On Fri, Mar 16, 2018 at 9:28 AM, Grey, Chris UTC CCS <
chris.g...@automatedlogic.com> wrote:

>  Anyway, what I'm wanting to do is harness the power of the PRUs to speak
> to the onboard processor, a Ford-specific derivative of the 16-bit Intel
> 8096, called Intel 8061 (single bank) and 8065 (4-bank capable). They range
> from 12MHz to 24MHz clock cycles, where the 8-bit memory-bus runs as 1/3rd
> the processor clock. I want to, on the fly, emulate the PROM by sending the
> processor opcodes and operands that basically marshal data to/from the
> Cortex A8 and the EEC's processor's I/O thus relocating all the engine
> management logic to code running in the Cortex A8 and turning the EEC's
> processor into a slave co-processor that does nothing more than read the
> inputs, write to outputs, and inform of events (i.e. interrupts). The
> details of how that can be done, I think I have a good handle on.
>
I can't really help you (don't own a Ford and have no experience tuning
EECs) but this sounds pretty interesting. As I was thinking about it, I had
some questions.

 As far as I understand, the original EEC effectively runs a simple RTOS,
and probably can be thougt of as a bunch of coroutines that each serve some
engine management function: one might be receiving the crank angle sensor,
another would calculate the timing sequence for current external conditions
(temperature, RPM, etc), and yet another would activate external devices
such as the fuel injector and spark coil, based on this timing. To replace
the OEM EEC you'd need to know the details of all the components. After
all, if you exceed their design limits, you could damage the engine (e.g.
if you consistently pre-ignite and knock the engine to death).
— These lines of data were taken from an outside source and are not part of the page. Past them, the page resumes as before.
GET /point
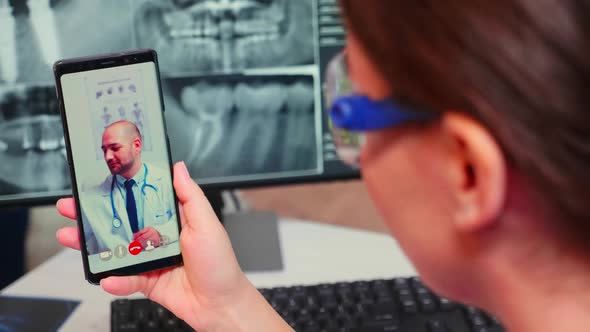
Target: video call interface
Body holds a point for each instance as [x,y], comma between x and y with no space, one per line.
[242,85]
[124,185]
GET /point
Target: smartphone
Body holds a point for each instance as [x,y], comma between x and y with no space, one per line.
[118,153]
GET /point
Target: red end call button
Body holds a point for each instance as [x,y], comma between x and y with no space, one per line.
[135,248]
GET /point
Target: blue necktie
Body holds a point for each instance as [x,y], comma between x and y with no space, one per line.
[131,208]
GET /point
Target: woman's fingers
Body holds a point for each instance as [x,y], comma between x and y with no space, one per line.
[123,286]
[69,237]
[67,208]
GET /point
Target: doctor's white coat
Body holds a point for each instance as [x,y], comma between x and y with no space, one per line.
[97,213]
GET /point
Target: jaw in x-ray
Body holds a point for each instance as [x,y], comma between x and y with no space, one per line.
[223,36]
[246,127]
[31,142]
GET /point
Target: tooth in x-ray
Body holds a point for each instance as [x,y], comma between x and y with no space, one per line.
[210,105]
[44,22]
[256,126]
[213,36]
[8,64]
[32,154]
[300,126]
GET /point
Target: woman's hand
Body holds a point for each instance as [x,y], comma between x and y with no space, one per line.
[209,292]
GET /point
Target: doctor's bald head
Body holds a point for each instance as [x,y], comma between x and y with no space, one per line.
[121,146]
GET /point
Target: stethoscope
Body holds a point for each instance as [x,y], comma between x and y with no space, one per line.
[116,218]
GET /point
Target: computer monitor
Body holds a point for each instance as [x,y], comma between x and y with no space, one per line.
[242,82]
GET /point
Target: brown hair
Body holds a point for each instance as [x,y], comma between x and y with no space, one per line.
[519,67]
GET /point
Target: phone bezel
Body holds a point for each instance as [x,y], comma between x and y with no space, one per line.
[76,65]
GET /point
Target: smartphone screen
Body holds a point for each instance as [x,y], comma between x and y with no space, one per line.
[121,167]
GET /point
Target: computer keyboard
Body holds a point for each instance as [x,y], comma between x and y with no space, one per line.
[400,305]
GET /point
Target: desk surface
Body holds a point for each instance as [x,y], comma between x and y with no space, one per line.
[312,253]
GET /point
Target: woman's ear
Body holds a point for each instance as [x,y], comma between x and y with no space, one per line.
[479,168]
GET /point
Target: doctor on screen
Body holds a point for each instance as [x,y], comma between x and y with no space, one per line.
[134,203]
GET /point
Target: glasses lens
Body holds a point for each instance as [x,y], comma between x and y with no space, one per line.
[338,84]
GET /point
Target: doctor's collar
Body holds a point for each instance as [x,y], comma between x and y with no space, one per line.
[139,177]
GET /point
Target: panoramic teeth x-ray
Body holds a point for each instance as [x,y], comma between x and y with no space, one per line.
[224,36]
[36,33]
[31,141]
[243,125]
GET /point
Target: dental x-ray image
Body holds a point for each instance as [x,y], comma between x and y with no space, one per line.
[242,126]
[32,152]
[211,36]
[36,33]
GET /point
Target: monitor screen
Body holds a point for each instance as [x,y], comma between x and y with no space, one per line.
[242,84]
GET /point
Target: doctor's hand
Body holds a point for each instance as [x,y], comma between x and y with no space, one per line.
[210,292]
[148,233]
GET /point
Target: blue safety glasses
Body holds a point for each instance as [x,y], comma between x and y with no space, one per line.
[351,114]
You seem to suggest fooling the EEC by giving it synthetic data and
instructions; I think you are trying to use the pieces of code in the EEC
that are presumably correctly written for the engine by its manufacturer.
This is clever: you treat the EEC as a library interfacing to specific
low-level engine hardware. Another advantage is that you don't have to
replicate the weird analog electronic interfaces to various sensors and
actuators, but rather use the ones already present in the EEC.

Is my understanding correct so far?

How are you going to deal with the following issues:

   - I believe you still need to disassemble and reverse-engineer enough of
   the EEC code to identify those individual services, so that you can call
   them out
   - the individual services are probably inter-related, and may depend on
   each other rather than decomposing cleanly---e.g. the spark routine may
   depend on being called within 1ms of the fuel injector activation.
   - the OEM EEC code probably contains some integrity checks like
   watchdogs and inter-coroutine checks, so you will need to fake them out.